Manon Aubry (eurodéputée La France insoumise) déplore, quant à elle, que « tout change pour que rien ne change » avec la nomination de Jean Castex « pour mener la même politique anti-sociale et anti-écologique ».

On n’en pense pas moins du nouveau Premier ministre à EELV, où le numéro un du parti écologiste, Julien Bayou, pointe du doigt la « fin d’un faux suspense » : « À un homme de droite succède un homme de droite, qu’on a jamais entendu sur l’écologie ».

« Ce qu’attendent les citoyens, c’est un grand virage sur l’écologie et la solidarité », estime Matthieu Orphelin, député du groupe Écologie Démocratie Solidarité, sur BFM TV. « Ce n’est pas les thèmes sur lesquels on attend le plus Jean Castex ».

« Le président veut gouverner seul »

Enfin, l’arrivée de Jean Castex à Matignon est perçue par plusieurs personnalités politiques comme une manœuvre d’Emmanuel Macron en vue de l’élection présidentielle 2022. Jean-Christophe Lagarde (UDI), y voit « un message clair » : « Le Président veut gouverner seul et en direct pour préparer la présidentielle. Ça ne fait pas trop réinvention, mais plutôt déjà-vu », estime le patron de l’UDI.

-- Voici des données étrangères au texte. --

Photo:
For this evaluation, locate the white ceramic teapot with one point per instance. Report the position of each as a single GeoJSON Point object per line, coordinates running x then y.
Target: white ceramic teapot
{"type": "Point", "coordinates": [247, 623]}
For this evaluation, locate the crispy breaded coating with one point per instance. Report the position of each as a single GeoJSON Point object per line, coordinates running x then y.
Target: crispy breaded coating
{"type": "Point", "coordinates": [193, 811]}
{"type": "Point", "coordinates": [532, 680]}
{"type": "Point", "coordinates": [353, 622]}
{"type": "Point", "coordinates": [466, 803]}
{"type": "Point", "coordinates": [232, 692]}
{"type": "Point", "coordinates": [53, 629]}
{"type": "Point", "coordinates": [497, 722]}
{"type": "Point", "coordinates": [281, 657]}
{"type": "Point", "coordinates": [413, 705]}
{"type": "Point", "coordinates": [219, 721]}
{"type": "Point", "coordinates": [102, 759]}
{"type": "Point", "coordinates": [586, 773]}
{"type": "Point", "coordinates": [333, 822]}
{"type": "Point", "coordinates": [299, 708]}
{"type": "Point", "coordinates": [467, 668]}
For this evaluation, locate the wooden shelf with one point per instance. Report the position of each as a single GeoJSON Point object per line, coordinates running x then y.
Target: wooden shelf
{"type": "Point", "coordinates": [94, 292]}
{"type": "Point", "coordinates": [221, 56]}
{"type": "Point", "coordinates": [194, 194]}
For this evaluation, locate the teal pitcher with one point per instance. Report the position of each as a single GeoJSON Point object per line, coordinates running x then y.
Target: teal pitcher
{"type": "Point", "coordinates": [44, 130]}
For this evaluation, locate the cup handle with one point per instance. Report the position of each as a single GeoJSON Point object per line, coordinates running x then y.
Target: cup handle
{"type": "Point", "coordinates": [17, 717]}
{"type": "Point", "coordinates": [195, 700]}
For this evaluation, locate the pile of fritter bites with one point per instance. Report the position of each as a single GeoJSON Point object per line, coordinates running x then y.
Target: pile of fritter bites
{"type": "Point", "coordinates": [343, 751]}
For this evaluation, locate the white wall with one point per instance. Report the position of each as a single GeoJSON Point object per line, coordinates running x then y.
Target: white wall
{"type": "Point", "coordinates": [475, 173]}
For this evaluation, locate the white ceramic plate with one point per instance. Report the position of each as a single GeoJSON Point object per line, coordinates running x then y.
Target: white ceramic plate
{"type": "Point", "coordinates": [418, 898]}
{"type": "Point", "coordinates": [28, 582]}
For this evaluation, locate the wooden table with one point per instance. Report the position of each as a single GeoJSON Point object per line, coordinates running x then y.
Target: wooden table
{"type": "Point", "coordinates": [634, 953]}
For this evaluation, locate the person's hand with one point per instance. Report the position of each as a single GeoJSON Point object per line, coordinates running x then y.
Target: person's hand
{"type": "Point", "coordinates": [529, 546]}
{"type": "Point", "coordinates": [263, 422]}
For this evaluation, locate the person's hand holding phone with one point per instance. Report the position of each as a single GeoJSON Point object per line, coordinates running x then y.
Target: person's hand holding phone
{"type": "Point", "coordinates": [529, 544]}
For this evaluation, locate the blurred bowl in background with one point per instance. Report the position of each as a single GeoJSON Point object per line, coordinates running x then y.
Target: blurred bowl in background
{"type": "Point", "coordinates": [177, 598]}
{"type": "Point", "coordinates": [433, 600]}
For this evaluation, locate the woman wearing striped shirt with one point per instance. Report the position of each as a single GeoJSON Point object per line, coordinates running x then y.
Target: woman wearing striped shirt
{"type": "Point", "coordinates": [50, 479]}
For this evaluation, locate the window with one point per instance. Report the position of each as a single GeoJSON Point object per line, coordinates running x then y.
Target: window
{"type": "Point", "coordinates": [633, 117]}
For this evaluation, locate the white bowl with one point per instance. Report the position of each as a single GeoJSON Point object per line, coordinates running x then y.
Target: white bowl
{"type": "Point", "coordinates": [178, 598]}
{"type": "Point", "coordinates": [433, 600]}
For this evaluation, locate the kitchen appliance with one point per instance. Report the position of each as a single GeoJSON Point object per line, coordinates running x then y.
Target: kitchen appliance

Nicolas Dupont-Aignan, président de Debout la France, estime sur Twitter qu’« en nommant Jean Castex à Matignon, Emmanuel Macron supprime de fait la fonction institutionnelle et politique du Premier Ministre et s’accapare tous les pouvoirs ».

Une ligne que défend aussi sur Twitter Éric Ciotti, pour qui « Emmanuel Macron dissout Matignon. Menacé par la popularité d’Édouard Philippe, il dérive désormais de plus en plus vers un pouvoir totalement personnel et autoritaire », estime le député LR.